To rozwiązanie jest zbyt podatne na błąd ludzki – podatnik odpowiadając na wezwanie nie wpisze jego numeru (tego już nie dopilnujemy), w kancelarii nie sprawdzą o co chodzi (nie wiem czy w ogóle mogą coś w takiej sytuacji zrobić) i system przydziela pismo do załatwienia przypadkowemu pracownikowi.
Mieliśmy sytuację, gdy dwóch wspólników tej samej spółki złożyło podania o stwierdzenie nadpłaty, każde trafiło do innego pracownika. Stan faktyczny był w obu sprawach identyczny, decyzje będą identyczne, drugi pracownik tylko marnował by czas powtarzając pracę pierwszego. Trzeba było ręcznie poprawić przydział.
Odpowiedzi na pisma i na wezwania (zwłaszcza te) trafiały do przypadkowych pracowników, teraz kierownik wszystkie pisma przydziela ręcznie.
- Podział na role i mikromole jest nieintuicyjny i tylko generuje zamieszanie.

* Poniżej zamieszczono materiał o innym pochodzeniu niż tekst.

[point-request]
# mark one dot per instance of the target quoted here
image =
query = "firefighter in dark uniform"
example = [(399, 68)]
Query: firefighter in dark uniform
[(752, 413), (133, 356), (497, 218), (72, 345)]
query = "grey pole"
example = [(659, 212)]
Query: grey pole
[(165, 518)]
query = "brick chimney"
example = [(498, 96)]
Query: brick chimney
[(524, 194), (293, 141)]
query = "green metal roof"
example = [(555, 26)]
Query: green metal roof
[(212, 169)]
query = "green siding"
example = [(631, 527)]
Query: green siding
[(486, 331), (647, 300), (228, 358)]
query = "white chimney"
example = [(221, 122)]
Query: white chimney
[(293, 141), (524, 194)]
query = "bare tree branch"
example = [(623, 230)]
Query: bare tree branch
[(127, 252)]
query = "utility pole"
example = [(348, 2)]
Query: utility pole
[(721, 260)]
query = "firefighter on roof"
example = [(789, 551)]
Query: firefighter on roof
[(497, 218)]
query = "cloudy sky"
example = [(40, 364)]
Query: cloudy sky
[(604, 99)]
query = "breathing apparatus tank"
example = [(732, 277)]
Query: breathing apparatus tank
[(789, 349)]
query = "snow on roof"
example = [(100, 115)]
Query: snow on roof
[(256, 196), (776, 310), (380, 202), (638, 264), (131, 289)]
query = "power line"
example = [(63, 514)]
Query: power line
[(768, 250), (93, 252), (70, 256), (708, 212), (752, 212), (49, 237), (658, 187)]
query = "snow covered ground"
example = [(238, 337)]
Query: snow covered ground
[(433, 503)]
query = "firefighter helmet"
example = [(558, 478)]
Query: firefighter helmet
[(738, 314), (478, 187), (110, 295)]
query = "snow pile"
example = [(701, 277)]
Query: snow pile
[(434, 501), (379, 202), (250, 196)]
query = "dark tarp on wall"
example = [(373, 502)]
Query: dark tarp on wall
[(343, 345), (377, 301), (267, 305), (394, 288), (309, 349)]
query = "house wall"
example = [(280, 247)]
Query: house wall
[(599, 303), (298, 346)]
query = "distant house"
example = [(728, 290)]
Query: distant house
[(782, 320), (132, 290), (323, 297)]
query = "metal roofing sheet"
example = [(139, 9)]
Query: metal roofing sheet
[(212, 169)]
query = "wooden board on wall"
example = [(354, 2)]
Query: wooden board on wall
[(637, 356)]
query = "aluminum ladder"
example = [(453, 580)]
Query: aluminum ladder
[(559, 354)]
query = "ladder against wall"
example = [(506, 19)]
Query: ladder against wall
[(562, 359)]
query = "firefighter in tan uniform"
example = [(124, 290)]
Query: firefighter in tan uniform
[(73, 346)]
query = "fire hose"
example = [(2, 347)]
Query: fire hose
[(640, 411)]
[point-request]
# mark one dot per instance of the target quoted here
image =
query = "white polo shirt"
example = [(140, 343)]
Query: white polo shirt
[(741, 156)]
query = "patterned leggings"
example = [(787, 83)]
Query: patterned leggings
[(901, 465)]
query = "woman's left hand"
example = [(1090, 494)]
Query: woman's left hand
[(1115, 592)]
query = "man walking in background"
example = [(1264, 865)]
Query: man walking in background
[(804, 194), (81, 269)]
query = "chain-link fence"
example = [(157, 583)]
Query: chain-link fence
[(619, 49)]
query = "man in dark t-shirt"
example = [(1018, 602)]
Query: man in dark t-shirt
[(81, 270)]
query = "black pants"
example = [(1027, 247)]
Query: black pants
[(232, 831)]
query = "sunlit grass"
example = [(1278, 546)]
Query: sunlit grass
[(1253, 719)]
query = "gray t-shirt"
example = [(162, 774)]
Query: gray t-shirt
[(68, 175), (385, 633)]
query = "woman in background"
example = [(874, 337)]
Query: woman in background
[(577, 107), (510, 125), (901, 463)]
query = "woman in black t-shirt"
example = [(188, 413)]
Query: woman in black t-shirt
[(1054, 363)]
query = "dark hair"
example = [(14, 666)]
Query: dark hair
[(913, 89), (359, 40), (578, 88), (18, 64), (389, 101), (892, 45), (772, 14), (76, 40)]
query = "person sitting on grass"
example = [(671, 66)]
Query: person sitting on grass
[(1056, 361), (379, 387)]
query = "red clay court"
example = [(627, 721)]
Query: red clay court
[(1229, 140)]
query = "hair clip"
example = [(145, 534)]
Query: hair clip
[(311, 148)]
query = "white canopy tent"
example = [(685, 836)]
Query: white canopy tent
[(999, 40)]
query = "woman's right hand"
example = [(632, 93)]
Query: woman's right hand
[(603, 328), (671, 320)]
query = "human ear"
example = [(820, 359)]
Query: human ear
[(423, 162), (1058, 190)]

Np. z jakiegoś powodu by obsłużyć wniosek o zwrot podatku trzeba mieć dodatkową mikrorolę, chociaż obsługę takich wniosków ma każdy pracownik PP w zakresie swoich obowiązków. Podział na role sprawdzał by się w jakimś programie dla firm do obsługi faktur (wystarczyły by dwie – księgowa i kontroler rozliczeń), ale nie w urzędzie.
- Edytor tekstu jest zupełnie niefunkcjonalny – brak możliwości justowania, nie można ustawić boldowania, kursywy, nie mówiąc już o tym, iż nawet w maszynie do pisania można cofnąć wałek i coś podkreślić, zaś wzory pism zawierają błędy stylistyczne i prawne. W dodatku system formatuje pisma w niechlujny sposób.
Dodam, że od ekspertów ministerstwa (oni ponoć opracowali wzory) można oczekiwać by sami dopilnowali, aby Ordynacja podatkowa miała wskazany poprawny Dziennik Ustaw.
Jeżeli kiedyś będziemy załatwiać podania tekstem: „zapoznałem się z pana wnioskiem i nie znajduje podstaw do jego uwzględnienia”, a odwołania uznawać tekstem „brak jest podstaw do uznania pańskiego odwołania, ale z uwagi na naszą dotychczasową współpracę i ze względu na przyszłą zadecydowałem o jego uznaniu” to taki edytor wystarczy, ale nie teraz gdy od organu podatkowego oczekuje się jakichś standardów.
- Pomysł z ogólnokrajowymi wzorami jest ryzykowny.
Wystarczy, że WSA dopatrzy się w jakimś wzorze błędu (np. sędzia będzie chciał błysnąć i uzna, że wezwanie, postanowienie art. 123, czy decyzja nie może być pisane w pierwszej osobie – bo urzędnik, czy kierownik nie jest organem podatkowym) to wszystkie postępowania oparte na tym samym wzorze pójdą do kosza.
- Obsługa jest czasochłonna, więcej czasu zajmuje (jak w starym dowcipie) obsługa taczki, niż wożenie nią czegokolwiek. SSP zamiast usprawnić pracę skutecznie ją zablokował (a może komuś o to chodziło?)